Por mais que digam que não tenho motivos para reclamar da vida, afirmação que não posso refutar como inteiramente falsa, de certo modo olho com algum pesar para meus dias passados. Não um pesar de arrependimento. Nem de saudade. Olho para trás e o sentimento que me domina é a mais pura curiosidade.
O que teria sido de mim se... as escolhas tivessem sido diferentes? Se eu tivesse ido morar com meu pai. Se a minha mãe não tivesse casado. Se eu não tivesse pedido um irmão. Se eu tivesse ido cursar o CAVG. Se eu tivesse concluído telecomunicações. Se eu tivesse seguido no caminho da engenharia. Se eu tivesse estudado mais durante a faculdade. Se eu tivesse passado na prova de residência. Se eu tivesse ido trabalhar fora de Pelotas. Se.. se.. se...
E se eu não tivesse endurecido tanto com o andar do meu relógio? E se eu tivesse endurecido ainda mais?
Reza a lenda que rituais marcam a transição entre as fases da vida, e é assim desde o início dos tempos. Acabo de enfrentar mais um rito de passagem, a formatura. Tal qual foi o trote. A solenidade no fim do ensino médio. A aula comemorativa que introduziu os alunos ao CEFET. A festa de 15 anos. A primeira ida ao supermercado para comprar absorvente. O primeiro sutiã. O maternal.
Tal qual todas as vezes anteriores, sinto que agora é diferente. Não é uma diferença externa, mas extremamente sutil, pessoal e íntima. Entretanto, embora pequena, plenamente mensurável.

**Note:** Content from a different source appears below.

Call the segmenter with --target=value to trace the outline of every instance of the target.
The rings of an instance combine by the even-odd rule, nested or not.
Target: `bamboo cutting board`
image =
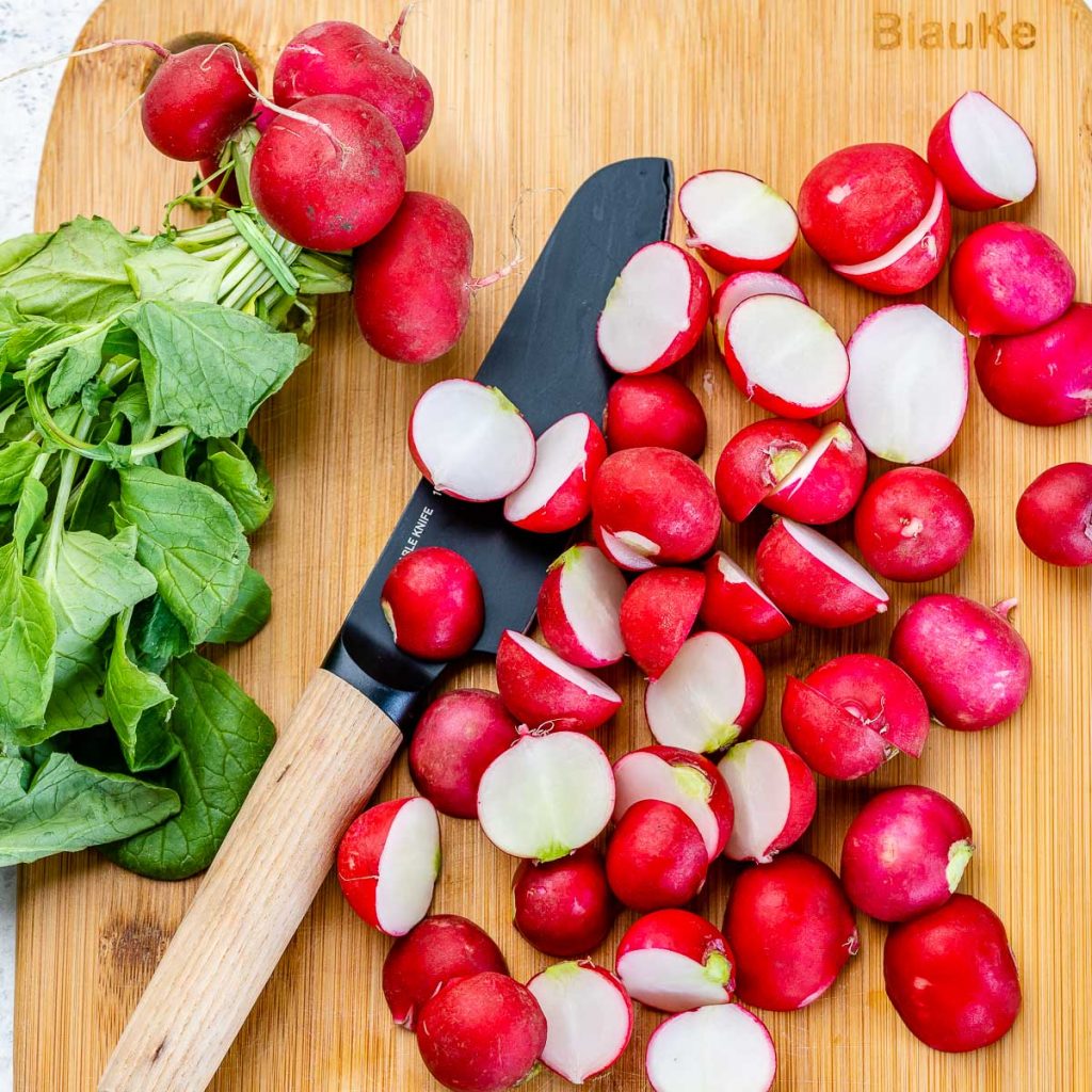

Agora não foi apenas o diploma de curso superior que veio parar em minhas mãos, foi também o carimbo contendo o CRM, a responsabilidade pela vida das pessoas, o salário no início de cada mês. Foi o próprio sustento. A saída definitiva de baixo da saia da mamãe. Foi a responsabilidade da vida adulta que bateu na minha porta.
Pode parecer estranho, difícil à primeira olhada. E assim o é, de fato. É como descer do ônibus no meio da estrada e ter que seguir sozinho dali pra frente. E, por mais desesperador que possa ser nos primeiros instantes, arrisco sem medo que é uma das melhores sensações que já conheci. A mais pura e plena liberdade.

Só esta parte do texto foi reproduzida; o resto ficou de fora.